Walk-behind vibratory compaction rollers are used to compact soil and asphalt in order to provide a firm foundation for structural building, to reduce future settlement of soil, or to compact asphalt for pathway, road, and parking lot construction. Such machines commonly are controlled by a single operator who follows behind the machine to direct the machine's travel direction and actuate its controls. Such machines may have one drum (single-drum) or two drums (dual-drum) acting as compaction surface(s). In order to enhance compaction, each drum is excited to vibrate by an exciter assembly associated with the drum. Commonly, a control arm extends rearwardly from the machine and provides the mechanical advantage to allow the operator to physically manipulate the direction of travel of the machine.
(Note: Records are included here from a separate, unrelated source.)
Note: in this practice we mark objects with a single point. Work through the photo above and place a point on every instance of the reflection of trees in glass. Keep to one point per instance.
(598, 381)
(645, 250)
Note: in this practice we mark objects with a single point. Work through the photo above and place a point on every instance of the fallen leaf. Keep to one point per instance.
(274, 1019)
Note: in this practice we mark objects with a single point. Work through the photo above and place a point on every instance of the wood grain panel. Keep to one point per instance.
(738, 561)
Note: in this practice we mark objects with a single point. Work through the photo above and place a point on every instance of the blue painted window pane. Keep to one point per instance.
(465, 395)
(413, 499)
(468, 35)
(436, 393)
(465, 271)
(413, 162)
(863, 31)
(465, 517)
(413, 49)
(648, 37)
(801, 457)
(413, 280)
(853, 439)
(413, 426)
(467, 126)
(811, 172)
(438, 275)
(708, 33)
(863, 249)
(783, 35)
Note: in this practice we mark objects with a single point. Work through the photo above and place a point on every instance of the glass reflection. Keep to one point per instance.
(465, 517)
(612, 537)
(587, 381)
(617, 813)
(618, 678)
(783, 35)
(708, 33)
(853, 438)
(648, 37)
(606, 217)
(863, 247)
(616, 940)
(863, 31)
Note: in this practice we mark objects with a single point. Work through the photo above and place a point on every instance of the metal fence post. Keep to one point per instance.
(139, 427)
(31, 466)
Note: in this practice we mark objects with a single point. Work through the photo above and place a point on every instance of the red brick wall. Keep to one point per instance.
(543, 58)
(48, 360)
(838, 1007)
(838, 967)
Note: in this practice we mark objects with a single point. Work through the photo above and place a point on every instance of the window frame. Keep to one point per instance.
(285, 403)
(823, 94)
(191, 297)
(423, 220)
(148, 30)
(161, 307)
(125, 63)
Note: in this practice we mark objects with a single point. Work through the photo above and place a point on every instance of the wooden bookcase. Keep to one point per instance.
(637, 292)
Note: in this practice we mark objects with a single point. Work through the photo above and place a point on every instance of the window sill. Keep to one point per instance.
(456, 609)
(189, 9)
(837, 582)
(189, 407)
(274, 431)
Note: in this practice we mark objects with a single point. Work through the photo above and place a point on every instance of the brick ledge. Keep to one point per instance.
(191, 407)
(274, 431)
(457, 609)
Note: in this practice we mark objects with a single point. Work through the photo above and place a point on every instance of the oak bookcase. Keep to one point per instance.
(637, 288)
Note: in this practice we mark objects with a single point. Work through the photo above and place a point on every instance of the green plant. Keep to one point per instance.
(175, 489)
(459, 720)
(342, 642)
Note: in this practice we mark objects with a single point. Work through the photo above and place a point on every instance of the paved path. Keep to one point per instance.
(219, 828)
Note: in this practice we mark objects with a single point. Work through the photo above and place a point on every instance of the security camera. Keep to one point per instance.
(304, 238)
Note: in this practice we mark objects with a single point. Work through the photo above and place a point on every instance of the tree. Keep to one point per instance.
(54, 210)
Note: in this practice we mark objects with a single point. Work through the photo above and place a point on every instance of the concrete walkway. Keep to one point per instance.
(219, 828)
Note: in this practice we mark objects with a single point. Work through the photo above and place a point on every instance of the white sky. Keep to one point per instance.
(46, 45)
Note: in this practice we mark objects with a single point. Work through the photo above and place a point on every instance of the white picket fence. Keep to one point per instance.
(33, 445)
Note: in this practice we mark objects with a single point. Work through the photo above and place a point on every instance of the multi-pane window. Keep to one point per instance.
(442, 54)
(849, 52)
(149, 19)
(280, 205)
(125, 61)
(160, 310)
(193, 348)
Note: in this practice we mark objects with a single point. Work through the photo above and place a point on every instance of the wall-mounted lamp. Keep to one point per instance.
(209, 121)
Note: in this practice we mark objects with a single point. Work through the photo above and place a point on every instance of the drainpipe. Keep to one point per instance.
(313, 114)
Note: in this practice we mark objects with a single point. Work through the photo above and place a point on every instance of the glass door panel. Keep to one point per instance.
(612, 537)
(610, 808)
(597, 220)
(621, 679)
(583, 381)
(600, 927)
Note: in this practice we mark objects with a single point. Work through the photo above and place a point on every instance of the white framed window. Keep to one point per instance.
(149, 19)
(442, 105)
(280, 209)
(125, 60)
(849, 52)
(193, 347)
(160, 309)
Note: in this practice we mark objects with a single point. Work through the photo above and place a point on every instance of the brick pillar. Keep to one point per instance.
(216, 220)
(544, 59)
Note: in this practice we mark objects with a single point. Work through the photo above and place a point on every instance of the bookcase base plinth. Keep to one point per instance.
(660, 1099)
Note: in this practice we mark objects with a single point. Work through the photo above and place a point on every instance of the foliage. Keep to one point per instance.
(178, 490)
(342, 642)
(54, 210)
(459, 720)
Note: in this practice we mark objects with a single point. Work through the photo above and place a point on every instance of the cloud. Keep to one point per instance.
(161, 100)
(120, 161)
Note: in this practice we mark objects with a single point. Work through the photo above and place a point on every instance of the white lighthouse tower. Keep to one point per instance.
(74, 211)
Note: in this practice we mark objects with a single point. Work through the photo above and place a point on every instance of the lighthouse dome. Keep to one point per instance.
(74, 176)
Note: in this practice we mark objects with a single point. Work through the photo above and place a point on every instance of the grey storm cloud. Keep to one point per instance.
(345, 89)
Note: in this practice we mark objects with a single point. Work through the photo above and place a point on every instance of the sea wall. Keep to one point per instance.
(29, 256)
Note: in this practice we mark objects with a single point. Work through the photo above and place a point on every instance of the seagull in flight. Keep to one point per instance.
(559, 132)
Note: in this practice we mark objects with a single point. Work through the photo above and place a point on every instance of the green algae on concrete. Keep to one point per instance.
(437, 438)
Vibratory rollers typically have either “center excitation” in which an exciter assembly is positioned between front and rear drums or “in-drum excitation” in which an exciter assembly is positioned within each drum that is excited. High vibration levels inducted in all vibratory compaction rollers can cause machine components to resonate at different frequencies. In some cases, the vibrating components can generate high sound levels on their own and/or through interaction with other components. The resulting noise is problematic because vibratory machines must meet strict sound limit regulations in various countries (particularly in the European Union). Measures therefore usually are taken to reduce noise generation. These measures typically include the use of design principals including resonance avoidance and the provision of dampening systems.
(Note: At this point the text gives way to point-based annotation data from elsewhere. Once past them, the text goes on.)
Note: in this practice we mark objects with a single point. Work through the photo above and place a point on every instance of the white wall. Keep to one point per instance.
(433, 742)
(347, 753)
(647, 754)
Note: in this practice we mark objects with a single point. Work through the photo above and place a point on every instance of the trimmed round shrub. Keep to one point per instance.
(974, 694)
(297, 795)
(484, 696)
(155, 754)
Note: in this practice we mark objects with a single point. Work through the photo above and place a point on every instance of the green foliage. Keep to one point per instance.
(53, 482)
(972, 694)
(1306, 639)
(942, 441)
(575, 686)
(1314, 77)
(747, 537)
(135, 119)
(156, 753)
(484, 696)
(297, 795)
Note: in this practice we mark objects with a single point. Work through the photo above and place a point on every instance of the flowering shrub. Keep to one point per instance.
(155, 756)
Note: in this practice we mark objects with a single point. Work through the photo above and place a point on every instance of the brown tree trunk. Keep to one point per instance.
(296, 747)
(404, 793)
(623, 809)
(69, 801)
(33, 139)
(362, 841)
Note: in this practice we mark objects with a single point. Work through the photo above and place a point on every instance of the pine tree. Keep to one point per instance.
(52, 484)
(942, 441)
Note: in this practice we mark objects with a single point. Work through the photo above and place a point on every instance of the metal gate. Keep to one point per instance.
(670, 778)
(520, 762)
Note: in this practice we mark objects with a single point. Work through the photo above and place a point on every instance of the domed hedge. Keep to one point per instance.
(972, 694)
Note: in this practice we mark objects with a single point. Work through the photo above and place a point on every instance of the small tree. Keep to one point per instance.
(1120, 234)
Noise reduction efforts are complicated by the basic design of vibratory compaction rollers. The drum or drums typically are mounted on a lower frame, and the engine, controls, and other components are mounted on an upper frame that is mounted on the lower frame via vibration isolating mechanisms such as shock mounts. In the case of a center-mounted exciter assembly, the exciter is mounted, or built into, the lower frame. Bearings and hydraulic drive motors are positioned between the drum supports and drums. These components between the lower frame and the drums require the provision of tolerance in the form of gaps between them to allow for relative movement therebetween while preventing binding. The large number of components leads to a large tolerance stack-up, even if many of the components are precision machined. Relative movement between any of these components can be excited with vibration, creating large amounts of sound.
Various techniques have been implemented to reduce noise generation due to operation of a vibratory compaction roller. Many of these techniques are reasonably effective, but most are relatively costly to implement and/or add cost, size, weight, and/or complexity to the machine. For example, one design uses a specialized motor to drive the drum to rotate. Another design uses specialized bearings. Both designs add considerable cost and complexity to the roller.
The need therefore has arisen to provide a technique for reducing sound generation during operation of a vibratory compaction roller that is effective, yet relatively simple and inexpensive when compared to previously-known techniques.